Birşeyi değiştirir mi? Bence hayır. Bu ülkede üzüldüğümüzde de sevindiğimizde de küfür ederiz. Babalar oğullarını küfür ederek severler. En samimi arkadaşların masalarında küfür vardır. Küfür bu toplumun artık bir parçası olmuştur. Medeni dediğimiz ülkelerin de hayatında küfür vardır. Maçlarda bu doruk noktasına çıkar. Galatasaray-Fenerbahçe maçında Sarı Kırmızılı taraftarlar küfür ettiler, hem de gereğinden fazla. Neden fazla? Çünkü 2 saniye de küfür etseler 90 dakika da aynı cezayı alacaklar. Fenerbahçe-Karabük maçında Sarı Lacivertli taraftarlar 90 dakikadan da fazla küfür ettiler. Sebep aynı, "Rakip bize küfür etti, 2 saniye de aynı 90 dakika da".
Nasıl geçeriz küfürün önüne, eğitimle. Ceza keserek anca tahrik ederiz insanları. Fenerbahçe caddede şampiyonluğunu kutlarken canlı yayında futbolcusu da dahil herkes küfür etti. Yapacak birşey yok. Gençlerimizi mafya babası olmaya özendireceğimize meslek sahibi olmaya özendirmek birinci vazifemiz olmalı. Onlara para kazanmanın değil ahlaklı olmanın geçer akçe olduğunu anlatan öğretmenler yetiştirmeliyiz. Ne demiş bu ülkeyi kurarken Mustafa Kemal Atatürk, "Ben sporcunun zeki, çevik ve ahlaklısını severim". Her geçen gün daha fazla özlüyoruz ve daha iyi anlıyoruz sanki Ulu Önder'imizi.
Anneler Günü kutlu olsun
Bir çocuğa yapılabilecek en büyük kötülük onu annesizliğe mahkum etmektir. Bir anneyi o ya da bu şekilde çocuğundan ayırırsanız, ya da o anne çocuğunu kaybederse; artık onun için yaşamın anlamı kalmaz, fiziken yaşar görünür ama içi bitmiştir.

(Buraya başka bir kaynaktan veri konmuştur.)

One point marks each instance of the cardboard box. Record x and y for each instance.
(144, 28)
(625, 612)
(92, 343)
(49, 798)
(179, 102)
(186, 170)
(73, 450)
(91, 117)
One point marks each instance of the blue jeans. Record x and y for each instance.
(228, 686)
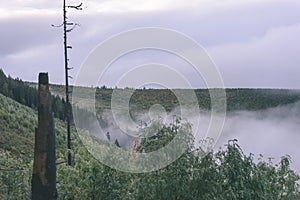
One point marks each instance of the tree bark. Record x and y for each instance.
(44, 167)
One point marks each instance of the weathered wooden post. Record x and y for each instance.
(44, 168)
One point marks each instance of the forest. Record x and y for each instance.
(227, 173)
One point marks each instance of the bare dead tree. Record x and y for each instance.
(68, 27)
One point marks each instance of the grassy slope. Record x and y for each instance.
(17, 127)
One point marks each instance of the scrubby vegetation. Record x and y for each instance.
(224, 174)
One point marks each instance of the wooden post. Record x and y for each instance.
(43, 184)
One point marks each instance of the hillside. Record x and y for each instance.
(237, 98)
(225, 174)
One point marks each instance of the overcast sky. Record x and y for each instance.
(254, 43)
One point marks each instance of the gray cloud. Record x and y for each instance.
(248, 30)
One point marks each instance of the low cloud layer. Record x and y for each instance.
(246, 39)
(274, 132)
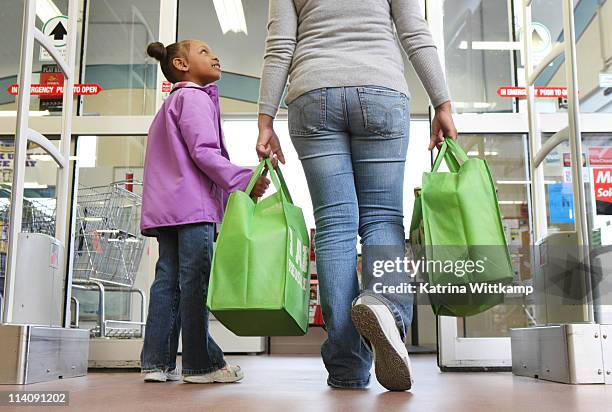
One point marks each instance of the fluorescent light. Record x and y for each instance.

Karartmayacağım içinizi, bu felaketi yaşamamış anne ve çocuklar, daha sıkı sarılın birbirinize, bu dünyanın sağı solu belli olmuyor maalesef. Her anne ve çocuğunun bir gün değil bütün hayatları boyunca mutlu olmaları en büyük isteğim. Dili, dini, ırkı ve tuttuğu takım ne olursa olsun. Sizi seven anne gibi, küfür ettiğiniz insanı da seven bir annesi olduğunu asla unutmamak gerek.